PayPal founder sets up Affirm mobile payments

Max Levchin, who co-founded PayPal, has launched a rival payments company, Affirm. The aim is to speed up mobile smartphone payments and to enable buyers to complete transactions in just two taps.

Buying with Affirm

Affirm-FlowWhen you check out on an Affirm merchants website you’ll see the Affirm button in the checkout flow. Log in with Facebook and accept the Affirm application and Affirm will gather a small amount of basic information from Facebook to prevent fraud and expedite the purchase process. This is a one time step which you won’t need to do for future purchases. Then once you’ve reviewed your purchase just tap to complete your purchase.
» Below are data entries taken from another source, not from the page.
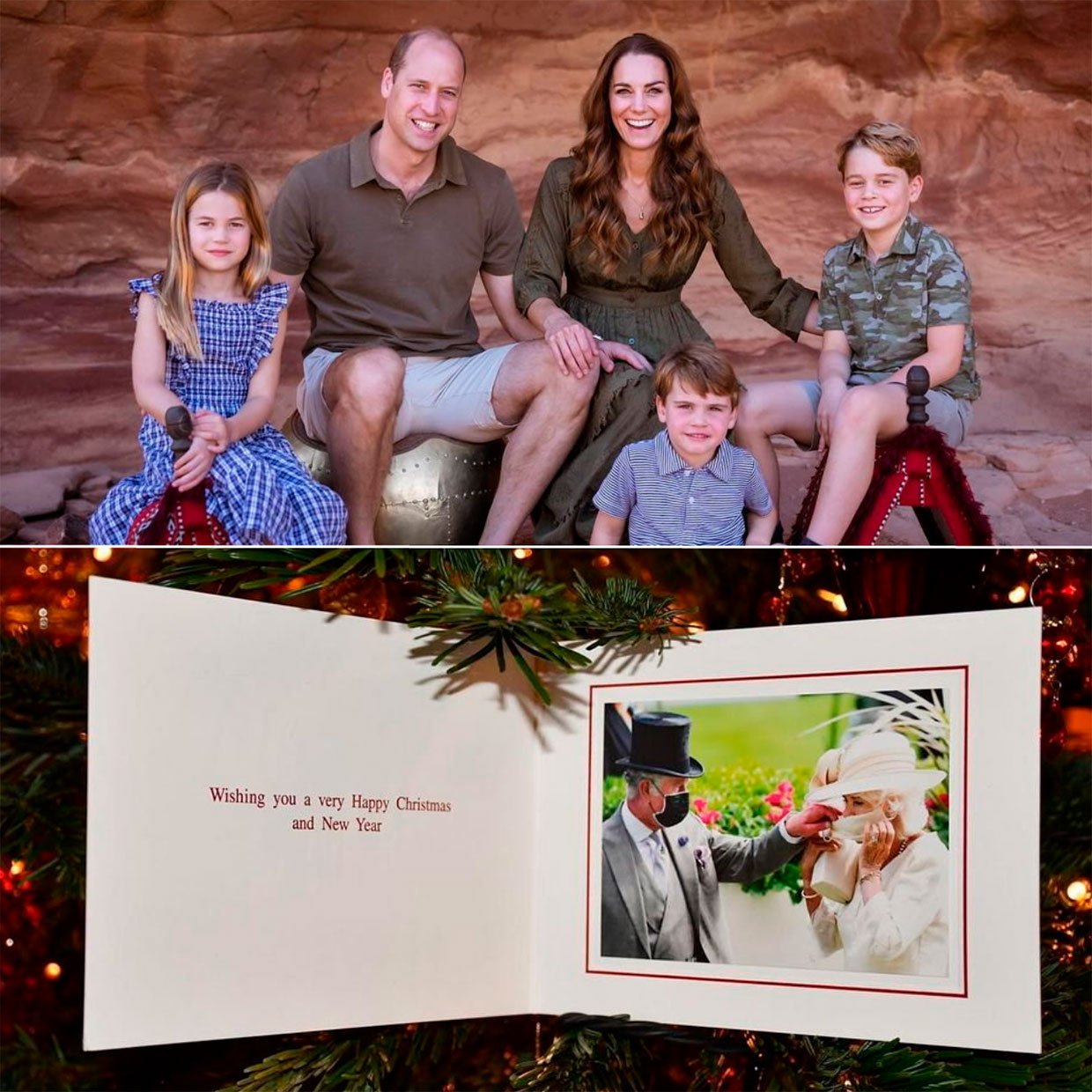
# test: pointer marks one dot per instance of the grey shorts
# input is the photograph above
(949, 417)
(446, 395)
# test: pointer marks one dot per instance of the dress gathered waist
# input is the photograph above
(626, 297)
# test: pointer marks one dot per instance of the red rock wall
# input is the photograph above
(107, 105)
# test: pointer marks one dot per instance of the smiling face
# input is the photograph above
(422, 101)
(218, 230)
(877, 196)
(640, 100)
(697, 424)
(859, 804)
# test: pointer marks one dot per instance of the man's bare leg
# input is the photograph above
(864, 415)
(768, 410)
(364, 391)
(550, 410)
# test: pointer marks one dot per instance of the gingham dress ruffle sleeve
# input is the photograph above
(260, 491)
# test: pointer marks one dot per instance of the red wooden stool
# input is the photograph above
(915, 469)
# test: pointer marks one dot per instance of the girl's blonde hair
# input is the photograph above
(176, 290)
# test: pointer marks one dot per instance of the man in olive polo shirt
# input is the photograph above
(387, 235)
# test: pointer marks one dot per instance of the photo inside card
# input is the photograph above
(697, 795)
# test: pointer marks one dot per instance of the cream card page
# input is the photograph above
(296, 823)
Once you’ve completed your payment you’ll be returned to the merchant site to see confirmation details and get a confirmation text and email from Affirm. There are no consumer fees – they’re settled by the merchant.

Paying your Affirm account

The downside is that you then have 30 days to settle up with Affirm and will have another online account to manage so it works a bit like a charge card. You can clear your account with credit cards, bank transfers or even paper (which strikes me as a little bit dated for a brand new technology based payments company).

Unsurprisingly there’s no mention of settling your Affirm account from your PayPal balance, that’s probably unlikely to become an Affirm feature.

Personal Information

The part I’ve not quite figured out yet is how the merchant will get my delivery address details, or how I can select to have a purchase delivered to work instead of home if that’s more convenient for me.

Currently Affirm say that Facebook is the only way to log in, although they’ll be adding new partners. Facebook certainly don’t have my home address, not to mention that I might want to save alternative delivery addresses as well. If I have to enter addresses at checkout that’s probably more friction than simply paying with PayPal.

Buyer Protection – None!

More worryingly there’s no buyer protection with Affirm, they say “At Affirm, we only handle the payment of your purchase. Since we don’t have any control over the product or service you purchased, please contact the merchant from which you made the purchase” and “To cancel an order you’ve placed, please contact the merchant you made the purchase from. They will be happy to help you”. Experience tells me that whilst most merchants are happy to help, I’d rather have back up from my payment provider for those that are not.

Affirm may need to rethink washing their hands of post sales disputes, otherwise they’re likely to find a lot of unpaid accounts when consumer are unhappy with goods that don’t arrive or services that aren’t delivered.

Will it catch on?

Payments are definitely too hard, but balancing security against ease of use is never an easy process. On balance I’m not sure I want to trust Facebook credentials as a payment method, if you do just don’t ever lose your mobile smartphone.

In reality though today’s younger consumers don’t really care as much about security, they’re used to tapping away on their mobile apps and happily leach their personal information all over the net. The next generation of internauts will probably not even give a passing thought to security and will embrace a two tap checkout as soon as it’s offered.